La seule politique qui semble donner des résultats est une politique de prévention et de prise en charge des fumeurs intensifs. La loi n’est pas capable d’empêcher la disponibilité de cannabis, c’est vrai en France et ailleurs. La consommation de cannabis a flambé après la loi de 1970 (!) comme celle de la cocaïne, qui a flambé après la loi de 1916, entre 1918 et 1925. L’interdiction et la répression n’ont aucun impact sur les niveaux de consommation. Il y a moins de jeunes fumeurs de joints en Hollande où la consommation personnelle est tolérée, qu’en France où elle est sanctionnée.

Non à la prohibition

La politique publique que j’ai eu l’honneur d’influencer entre 2003 et 2007 notamment sur le cannabis en organisant des campagnes d’information sur le cannabis, en créant les consultations «Jeunes consommateurs» anonymes et gratuites dans tous les départements, semble avoir eu un certain impact sur les consommations des jeunes si on en juge par les enquêtes publiées par l’OFDT, ESPAD et ESCAPAD ; le nombre de consommateurs réguliers de cannabis a baissé sensiblement entre 2002 et 2007 dans les deux enquêtes. Dans ESPAD : de 6,1% à 3,7% entre 2003 et 2007. En 2011, après quatre ans d’absence de campagne publique ciblée et du tout répressif, le taux est remonté à 8,1%. (lettre «Tendances» n°89 de novembre 2013, site www.ofdt.fr).

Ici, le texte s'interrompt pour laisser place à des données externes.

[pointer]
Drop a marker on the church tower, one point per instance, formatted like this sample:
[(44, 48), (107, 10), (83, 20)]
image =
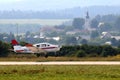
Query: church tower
[(87, 22)]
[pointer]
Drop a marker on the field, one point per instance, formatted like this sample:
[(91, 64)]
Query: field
[(59, 72), (33, 21)]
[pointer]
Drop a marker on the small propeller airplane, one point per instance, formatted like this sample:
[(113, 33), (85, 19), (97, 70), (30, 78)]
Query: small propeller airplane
[(36, 49)]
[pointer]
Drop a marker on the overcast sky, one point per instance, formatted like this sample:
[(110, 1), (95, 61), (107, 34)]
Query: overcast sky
[(52, 4)]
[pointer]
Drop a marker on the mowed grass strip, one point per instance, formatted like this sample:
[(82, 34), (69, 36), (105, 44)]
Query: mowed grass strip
[(60, 72)]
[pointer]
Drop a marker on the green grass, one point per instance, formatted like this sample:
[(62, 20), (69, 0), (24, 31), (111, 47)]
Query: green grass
[(59, 72)]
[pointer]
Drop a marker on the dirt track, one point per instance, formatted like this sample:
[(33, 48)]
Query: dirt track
[(63, 63)]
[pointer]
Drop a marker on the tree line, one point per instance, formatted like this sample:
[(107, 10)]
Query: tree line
[(73, 51)]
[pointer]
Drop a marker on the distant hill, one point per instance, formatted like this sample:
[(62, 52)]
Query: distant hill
[(60, 14)]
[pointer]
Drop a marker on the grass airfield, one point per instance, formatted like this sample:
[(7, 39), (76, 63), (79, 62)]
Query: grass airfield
[(60, 72)]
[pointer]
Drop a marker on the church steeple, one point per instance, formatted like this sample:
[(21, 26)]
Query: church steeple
[(87, 15)]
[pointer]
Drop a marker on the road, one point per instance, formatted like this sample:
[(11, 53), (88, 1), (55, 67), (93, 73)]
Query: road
[(63, 63)]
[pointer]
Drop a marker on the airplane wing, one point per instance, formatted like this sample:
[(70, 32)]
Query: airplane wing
[(36, 50)]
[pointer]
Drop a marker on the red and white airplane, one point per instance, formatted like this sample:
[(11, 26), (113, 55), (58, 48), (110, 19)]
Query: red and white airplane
[(35, 49)]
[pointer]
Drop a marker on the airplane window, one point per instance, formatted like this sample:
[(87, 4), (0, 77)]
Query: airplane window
[(43, 45), (38, 45)]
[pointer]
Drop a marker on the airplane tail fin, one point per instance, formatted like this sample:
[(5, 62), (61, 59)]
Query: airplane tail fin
[(14, 42)]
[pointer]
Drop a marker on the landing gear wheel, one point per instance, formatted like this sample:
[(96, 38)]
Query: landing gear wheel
[(38, 55)]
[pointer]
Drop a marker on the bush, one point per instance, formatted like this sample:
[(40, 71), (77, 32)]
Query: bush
[(4, 49), (80, 53)]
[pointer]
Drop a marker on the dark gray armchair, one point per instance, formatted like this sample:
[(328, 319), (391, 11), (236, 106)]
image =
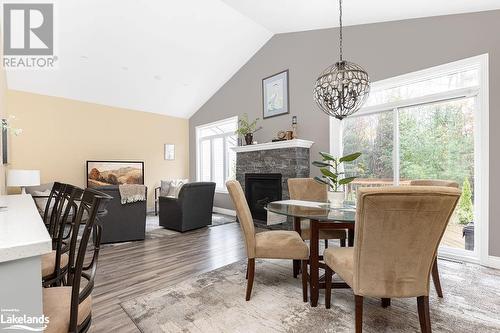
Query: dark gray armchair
[(191, 210), (122, 223)]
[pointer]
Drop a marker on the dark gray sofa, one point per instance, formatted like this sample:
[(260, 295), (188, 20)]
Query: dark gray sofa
[(125, 222), (191, 210)]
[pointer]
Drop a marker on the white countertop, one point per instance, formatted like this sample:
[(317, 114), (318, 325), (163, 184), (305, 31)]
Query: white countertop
[(22, 232), (295, 143)]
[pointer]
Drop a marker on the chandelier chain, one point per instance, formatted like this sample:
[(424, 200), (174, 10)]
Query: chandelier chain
[(340, 28)]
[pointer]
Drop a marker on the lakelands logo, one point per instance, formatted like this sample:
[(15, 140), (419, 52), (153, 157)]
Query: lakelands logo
[(28, 35), (11, 319)]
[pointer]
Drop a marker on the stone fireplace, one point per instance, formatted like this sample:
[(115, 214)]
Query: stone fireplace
[(260, 189), (267, 166)]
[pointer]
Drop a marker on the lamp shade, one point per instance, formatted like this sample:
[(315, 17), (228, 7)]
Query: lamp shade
[(23, 178)]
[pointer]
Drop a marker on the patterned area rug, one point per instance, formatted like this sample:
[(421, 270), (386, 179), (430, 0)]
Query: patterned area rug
[(214, 302)]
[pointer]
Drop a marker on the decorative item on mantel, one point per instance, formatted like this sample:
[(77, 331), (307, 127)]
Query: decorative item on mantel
[(247, 128), (342, 88), (330, 168), (287, 135)]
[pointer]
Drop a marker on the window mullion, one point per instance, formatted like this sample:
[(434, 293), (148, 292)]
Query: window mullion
[(396, 149)]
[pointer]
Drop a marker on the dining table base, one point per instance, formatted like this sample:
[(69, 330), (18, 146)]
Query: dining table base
[(315, 281)]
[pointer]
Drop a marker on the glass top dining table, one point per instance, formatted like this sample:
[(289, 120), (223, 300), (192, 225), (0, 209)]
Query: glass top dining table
[(322, 216), (324, 212)]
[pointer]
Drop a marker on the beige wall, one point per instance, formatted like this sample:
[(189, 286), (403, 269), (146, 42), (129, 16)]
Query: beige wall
[(59, 135), (385, 50)]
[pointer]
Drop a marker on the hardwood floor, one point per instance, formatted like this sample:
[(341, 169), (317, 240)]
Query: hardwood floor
[(126, 271)]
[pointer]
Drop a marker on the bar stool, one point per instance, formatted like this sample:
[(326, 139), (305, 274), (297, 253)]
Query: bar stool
[(70, 307), (55, 264)]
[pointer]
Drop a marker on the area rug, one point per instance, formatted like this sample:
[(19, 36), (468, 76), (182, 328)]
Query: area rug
[(214, 302)]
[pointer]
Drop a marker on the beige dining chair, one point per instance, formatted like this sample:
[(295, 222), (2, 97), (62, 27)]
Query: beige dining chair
[(435, 182), (308, 189), (397, 234), (276, 244)]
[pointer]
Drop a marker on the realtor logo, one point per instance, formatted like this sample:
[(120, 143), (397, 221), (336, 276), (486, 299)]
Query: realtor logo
[(28, 30)]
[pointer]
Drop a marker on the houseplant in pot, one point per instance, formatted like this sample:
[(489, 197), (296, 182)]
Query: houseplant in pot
[(466, 215), (330, 168), (247, 128)]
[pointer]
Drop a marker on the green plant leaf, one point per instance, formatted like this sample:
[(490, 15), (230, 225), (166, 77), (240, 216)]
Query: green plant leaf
[(328, 173), (347, 180), (350, 157), (327, 156), (320, 180), (320, 164)]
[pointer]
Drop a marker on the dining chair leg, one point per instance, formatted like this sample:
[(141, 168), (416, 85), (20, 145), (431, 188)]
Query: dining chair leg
[(436, 280), (359, 313), (314, 264), (251, 273), (296, 268), (386, 302), (424, 314), (304, 280), (328, 286)]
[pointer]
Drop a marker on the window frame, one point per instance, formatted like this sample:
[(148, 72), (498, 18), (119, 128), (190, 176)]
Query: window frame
[(211, 138), (481, 140)]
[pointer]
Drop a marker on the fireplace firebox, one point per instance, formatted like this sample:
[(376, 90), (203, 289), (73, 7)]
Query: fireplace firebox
[(260, 189)]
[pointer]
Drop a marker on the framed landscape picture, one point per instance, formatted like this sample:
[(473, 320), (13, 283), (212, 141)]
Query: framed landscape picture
[(275, 95), (102, 173)]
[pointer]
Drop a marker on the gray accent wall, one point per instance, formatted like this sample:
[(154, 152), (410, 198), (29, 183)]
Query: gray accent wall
[(384, 50)]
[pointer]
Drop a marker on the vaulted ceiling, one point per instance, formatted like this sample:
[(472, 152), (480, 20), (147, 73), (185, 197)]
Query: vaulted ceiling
[(170, 56)]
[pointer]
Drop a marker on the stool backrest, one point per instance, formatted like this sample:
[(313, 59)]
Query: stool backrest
[(92, 203)]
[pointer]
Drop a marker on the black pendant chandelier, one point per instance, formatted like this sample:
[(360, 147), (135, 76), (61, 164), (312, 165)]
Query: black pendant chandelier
[(342, 88)]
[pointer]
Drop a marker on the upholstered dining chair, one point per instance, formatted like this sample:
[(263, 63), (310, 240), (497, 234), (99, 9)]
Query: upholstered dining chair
[(276, 244), (307, 189), (397, 234), (69, 308), (435, 182)]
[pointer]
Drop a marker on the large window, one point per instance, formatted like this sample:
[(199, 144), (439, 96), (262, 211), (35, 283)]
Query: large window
[(423, 125), (215, 160)]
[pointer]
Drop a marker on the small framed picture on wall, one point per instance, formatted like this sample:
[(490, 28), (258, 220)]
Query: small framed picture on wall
[(275, 97), (169, 152)]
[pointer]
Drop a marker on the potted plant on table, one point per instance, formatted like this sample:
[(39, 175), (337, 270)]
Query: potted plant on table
[(247, 128), (332, 175)]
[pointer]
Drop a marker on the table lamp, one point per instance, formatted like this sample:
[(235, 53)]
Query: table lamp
[(23, 178)]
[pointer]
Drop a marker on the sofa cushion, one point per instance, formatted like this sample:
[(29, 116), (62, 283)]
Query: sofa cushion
[(56, 306), (171, 188)]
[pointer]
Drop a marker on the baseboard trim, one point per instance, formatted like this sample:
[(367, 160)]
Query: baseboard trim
[(493, 262), (224, 211)]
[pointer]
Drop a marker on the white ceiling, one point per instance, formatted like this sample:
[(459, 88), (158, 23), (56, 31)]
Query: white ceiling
[(281, 16), (161, 56), (170, 56)]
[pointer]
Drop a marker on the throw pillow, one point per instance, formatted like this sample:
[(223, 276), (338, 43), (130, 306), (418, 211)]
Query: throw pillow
[(178, 185), (164, 187)]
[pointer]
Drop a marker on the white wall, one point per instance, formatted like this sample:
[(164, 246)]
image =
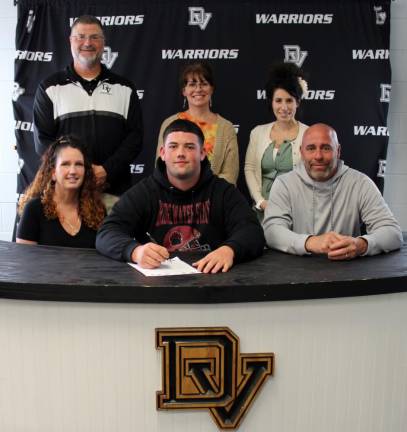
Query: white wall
[(396, 173), (8, 156), (396, 170)]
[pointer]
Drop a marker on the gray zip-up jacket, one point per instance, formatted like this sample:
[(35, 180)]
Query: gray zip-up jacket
[(299, 207)]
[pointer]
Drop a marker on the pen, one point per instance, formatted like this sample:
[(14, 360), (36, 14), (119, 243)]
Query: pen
[(152, 239)]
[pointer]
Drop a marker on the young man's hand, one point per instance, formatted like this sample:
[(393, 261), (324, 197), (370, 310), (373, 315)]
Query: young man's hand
[(220, 259), (149, 255)]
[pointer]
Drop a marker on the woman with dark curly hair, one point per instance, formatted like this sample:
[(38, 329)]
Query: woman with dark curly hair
[(62, 206), (197, 85), (274, 148)]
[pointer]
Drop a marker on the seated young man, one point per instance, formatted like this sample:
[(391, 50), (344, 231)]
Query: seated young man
[(183, 206)]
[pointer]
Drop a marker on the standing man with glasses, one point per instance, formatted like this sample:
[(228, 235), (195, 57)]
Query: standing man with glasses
[(98, 106)]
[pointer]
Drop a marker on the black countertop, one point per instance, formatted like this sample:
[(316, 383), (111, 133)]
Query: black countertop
[(66, 274)]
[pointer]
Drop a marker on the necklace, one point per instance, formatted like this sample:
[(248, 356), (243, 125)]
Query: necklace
[(74, 228)]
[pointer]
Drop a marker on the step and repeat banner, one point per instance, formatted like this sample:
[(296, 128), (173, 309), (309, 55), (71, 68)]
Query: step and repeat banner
[(342, 45)]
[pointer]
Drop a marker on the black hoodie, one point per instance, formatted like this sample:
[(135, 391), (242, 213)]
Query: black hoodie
[(211, 214)]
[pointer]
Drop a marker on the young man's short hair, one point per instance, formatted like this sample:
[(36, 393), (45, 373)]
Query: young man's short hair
[(181, 125)]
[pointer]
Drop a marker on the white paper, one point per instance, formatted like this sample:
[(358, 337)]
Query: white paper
[(170, 267)]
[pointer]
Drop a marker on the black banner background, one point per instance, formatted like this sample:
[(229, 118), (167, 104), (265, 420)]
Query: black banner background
[(347, 92)]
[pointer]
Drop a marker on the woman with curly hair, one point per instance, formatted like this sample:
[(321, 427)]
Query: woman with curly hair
[(62, 206), (274, 148)]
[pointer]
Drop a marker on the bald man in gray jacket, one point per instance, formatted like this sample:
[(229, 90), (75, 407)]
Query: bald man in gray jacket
[(319, 207)]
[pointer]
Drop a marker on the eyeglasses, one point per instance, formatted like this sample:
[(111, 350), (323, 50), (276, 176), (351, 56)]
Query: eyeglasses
[(196, 84), (92, 38)]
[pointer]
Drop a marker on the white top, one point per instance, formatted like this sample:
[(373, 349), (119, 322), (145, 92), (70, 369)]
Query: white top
[(259, 141)]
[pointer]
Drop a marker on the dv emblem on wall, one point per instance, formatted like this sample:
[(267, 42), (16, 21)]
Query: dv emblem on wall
[(202, 368)]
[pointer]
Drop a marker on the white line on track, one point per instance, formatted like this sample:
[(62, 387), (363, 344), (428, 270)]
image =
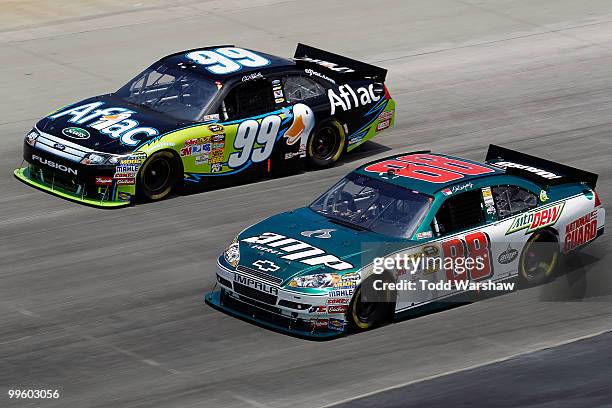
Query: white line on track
[(468, 368)]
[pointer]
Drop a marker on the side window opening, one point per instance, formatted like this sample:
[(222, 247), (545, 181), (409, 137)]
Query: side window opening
[(299, 88), (511, 200), (459, 212), (247, 99)]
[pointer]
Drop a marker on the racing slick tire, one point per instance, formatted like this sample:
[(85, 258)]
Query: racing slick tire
[(158, 176), (369, 307), (326, 144), (539, 258)]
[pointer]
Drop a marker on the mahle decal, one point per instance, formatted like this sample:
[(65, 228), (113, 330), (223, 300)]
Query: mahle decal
[(76, 133), (536, 219)]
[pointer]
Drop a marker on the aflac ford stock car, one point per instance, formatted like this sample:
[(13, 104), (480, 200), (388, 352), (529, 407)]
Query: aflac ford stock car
[(311, 271), (206, 117)]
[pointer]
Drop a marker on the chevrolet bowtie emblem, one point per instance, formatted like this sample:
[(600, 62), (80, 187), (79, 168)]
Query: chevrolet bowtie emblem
[(322, 233)]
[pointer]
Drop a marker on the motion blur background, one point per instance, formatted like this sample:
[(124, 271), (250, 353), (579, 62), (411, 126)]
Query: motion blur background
[(106, 305)]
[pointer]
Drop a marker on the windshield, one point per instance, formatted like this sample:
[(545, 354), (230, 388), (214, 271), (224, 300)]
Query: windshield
[(364, 203), (181, 94)]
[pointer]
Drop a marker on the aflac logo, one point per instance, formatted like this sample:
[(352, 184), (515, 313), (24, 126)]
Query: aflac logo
[(266, 266), (114, 122)]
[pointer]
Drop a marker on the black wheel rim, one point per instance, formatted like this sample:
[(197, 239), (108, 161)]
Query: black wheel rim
[(325, 143), (157, 175), (538, 260)]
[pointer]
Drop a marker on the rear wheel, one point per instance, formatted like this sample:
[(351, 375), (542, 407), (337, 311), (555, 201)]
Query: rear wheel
[(326, 144), (157, 176), (539, 258), (369, 308)]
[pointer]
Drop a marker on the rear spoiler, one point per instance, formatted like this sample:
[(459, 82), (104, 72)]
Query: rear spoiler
[(540, 171), (336, 65)]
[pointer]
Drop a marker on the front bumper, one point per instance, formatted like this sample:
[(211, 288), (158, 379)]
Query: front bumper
[(56, 175), (285, 311)]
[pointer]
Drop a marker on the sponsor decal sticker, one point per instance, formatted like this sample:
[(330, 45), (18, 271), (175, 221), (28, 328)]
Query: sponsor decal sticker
[(348, 98), (321, 233), (250, 77), (338, 301), (581, 231), (294, 250), (255, 284), (104, 181), (266, 266), (536, 219), (336, 324)]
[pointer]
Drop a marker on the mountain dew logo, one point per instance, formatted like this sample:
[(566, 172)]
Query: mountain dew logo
[(537, 219)]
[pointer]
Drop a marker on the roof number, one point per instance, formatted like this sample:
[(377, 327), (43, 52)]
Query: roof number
[(429, 168), (226, 60)]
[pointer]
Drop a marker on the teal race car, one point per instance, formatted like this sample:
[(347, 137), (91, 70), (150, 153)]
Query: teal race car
[(335, 265)]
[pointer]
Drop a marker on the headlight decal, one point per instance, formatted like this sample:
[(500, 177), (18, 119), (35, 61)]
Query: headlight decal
[(232, 253)]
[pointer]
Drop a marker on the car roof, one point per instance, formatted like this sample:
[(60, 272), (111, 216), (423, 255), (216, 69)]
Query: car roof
[(372, 169), (180, 59)]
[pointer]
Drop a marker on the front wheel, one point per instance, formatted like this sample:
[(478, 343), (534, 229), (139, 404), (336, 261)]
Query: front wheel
[(157, 176), (370, 307), (326, 144), (539, 258)]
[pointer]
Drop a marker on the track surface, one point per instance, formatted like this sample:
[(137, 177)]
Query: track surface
[(105, 305), (572, 375)]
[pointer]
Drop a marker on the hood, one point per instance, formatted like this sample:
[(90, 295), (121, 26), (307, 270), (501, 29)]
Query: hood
[(302, 242), (107, 124)]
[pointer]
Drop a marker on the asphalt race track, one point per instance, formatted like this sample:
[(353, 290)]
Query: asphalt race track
[(106, 305)]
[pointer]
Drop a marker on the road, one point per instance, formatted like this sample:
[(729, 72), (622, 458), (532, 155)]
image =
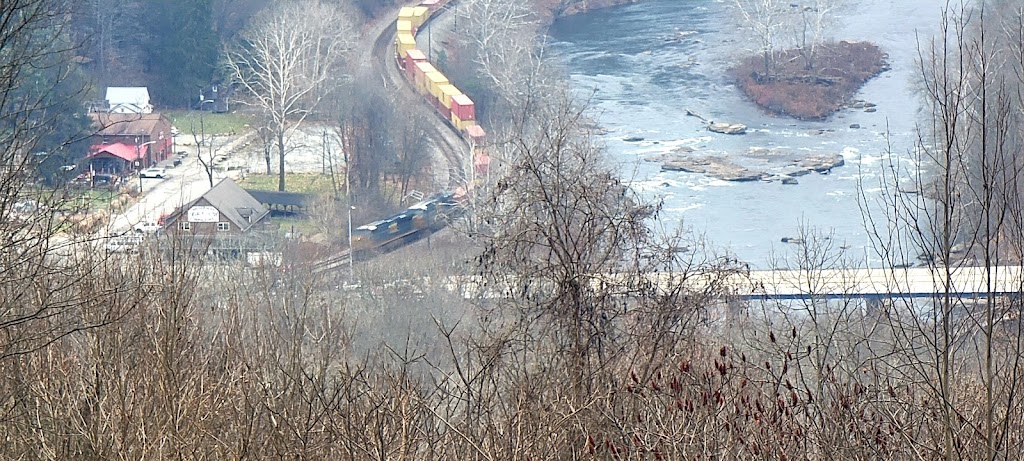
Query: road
[(451, 153), (184, 183)]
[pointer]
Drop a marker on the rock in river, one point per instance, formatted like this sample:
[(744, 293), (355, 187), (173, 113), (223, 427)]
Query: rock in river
[(727, 128), (822, 163)]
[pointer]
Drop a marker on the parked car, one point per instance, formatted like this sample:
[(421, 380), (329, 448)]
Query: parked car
[(154, 172), (123, 244), (146, 227), (103, 180)]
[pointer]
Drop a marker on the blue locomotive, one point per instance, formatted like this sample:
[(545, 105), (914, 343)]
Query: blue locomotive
[(408, 225)]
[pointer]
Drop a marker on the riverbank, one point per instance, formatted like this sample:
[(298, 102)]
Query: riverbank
[(810, 88)]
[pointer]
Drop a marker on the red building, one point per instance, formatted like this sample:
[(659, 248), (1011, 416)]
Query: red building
[(129, 141)]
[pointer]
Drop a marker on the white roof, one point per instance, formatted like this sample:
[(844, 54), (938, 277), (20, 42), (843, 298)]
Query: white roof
[(128, 99)]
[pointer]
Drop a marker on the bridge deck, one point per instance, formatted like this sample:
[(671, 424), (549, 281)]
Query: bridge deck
[(888, 283)]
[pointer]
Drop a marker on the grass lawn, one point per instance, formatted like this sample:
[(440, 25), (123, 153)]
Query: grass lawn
[(214, 123), (297, 182)]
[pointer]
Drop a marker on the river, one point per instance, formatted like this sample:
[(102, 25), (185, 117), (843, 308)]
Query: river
[(646, 64)]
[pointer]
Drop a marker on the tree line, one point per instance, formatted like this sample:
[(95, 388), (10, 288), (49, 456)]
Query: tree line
[(529, 352)]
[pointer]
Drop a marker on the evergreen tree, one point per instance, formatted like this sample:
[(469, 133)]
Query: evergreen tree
[(181, 51)]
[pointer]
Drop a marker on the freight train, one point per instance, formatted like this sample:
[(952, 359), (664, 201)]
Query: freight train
[(412, 223), (454, 107), (457, 110)]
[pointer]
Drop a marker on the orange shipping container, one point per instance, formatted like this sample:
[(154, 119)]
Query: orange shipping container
[(404, 42), (463, 107), (476, 134), (420, 79), (461, 124), (412, 57), (432, 5), (446, 91), (420, 15), (434, 81)]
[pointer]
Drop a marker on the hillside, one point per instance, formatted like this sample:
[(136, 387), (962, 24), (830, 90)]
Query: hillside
[(558, 8)]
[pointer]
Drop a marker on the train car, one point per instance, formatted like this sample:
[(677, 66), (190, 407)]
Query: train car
[(379, 235), (412, 57), (403, 43), (420, 15), (463, 112), (420, 76), (404, 27), (432, 5), (434, 82), (423, 217)]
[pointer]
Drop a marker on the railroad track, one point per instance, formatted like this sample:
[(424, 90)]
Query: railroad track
[(444, 138), (446, 141)]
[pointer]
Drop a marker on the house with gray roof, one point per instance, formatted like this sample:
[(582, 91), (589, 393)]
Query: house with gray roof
[(225, 210), (128, 99)]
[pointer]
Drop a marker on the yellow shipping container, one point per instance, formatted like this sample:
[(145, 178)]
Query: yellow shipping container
[(434, 81), (461, 124), (403, 42), (446, 91), (420, 15)]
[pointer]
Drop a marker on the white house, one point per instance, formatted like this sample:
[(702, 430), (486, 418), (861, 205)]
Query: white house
[(128, 99)]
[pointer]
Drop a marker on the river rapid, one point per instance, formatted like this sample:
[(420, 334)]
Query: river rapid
[(644, 65)]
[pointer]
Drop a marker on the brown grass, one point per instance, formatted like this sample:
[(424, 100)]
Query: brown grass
[(791, 89)]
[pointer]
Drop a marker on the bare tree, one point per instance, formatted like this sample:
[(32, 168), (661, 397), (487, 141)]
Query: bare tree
[(286, 60), (766, 19), (777, 24), (966, 351)]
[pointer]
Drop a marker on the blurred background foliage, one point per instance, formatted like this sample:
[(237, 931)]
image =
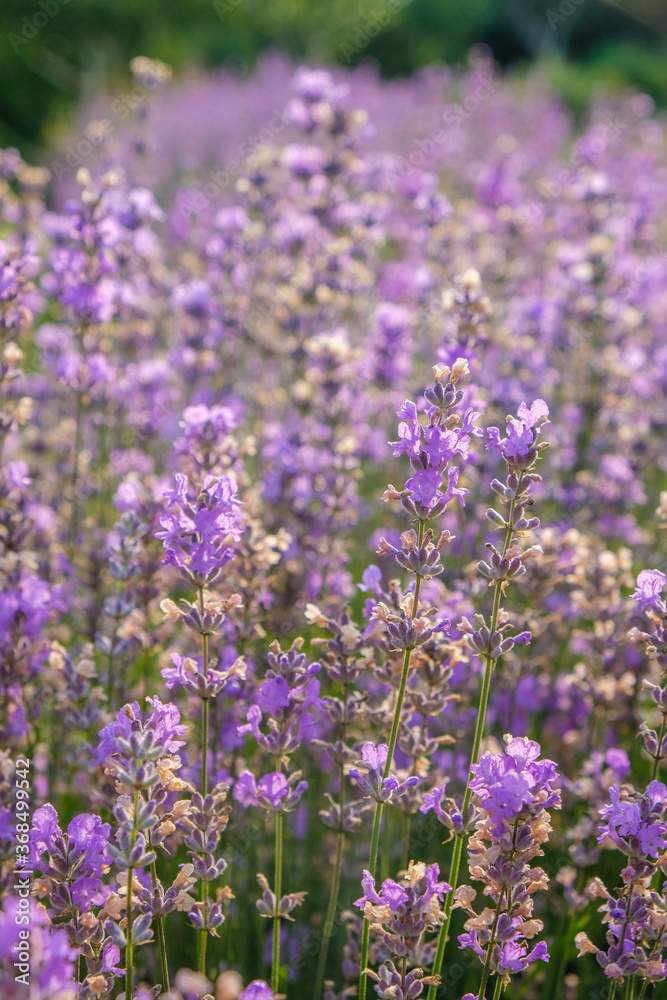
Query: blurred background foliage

Ces constats renforcent ma conviction que ce n’est pas l’interdiction et la prohibition qui peuvent faire baisser l’usage, mais bien plutôt une meilleure prise en compte des modes de ces consommations, un dispositif sanitaire plus qu’un dispositif répressif inefficace. Les mesures préconisées par l’Académie de Médecine ne sont pas pertinentes, elles sont idéologiques et non pragmatiques.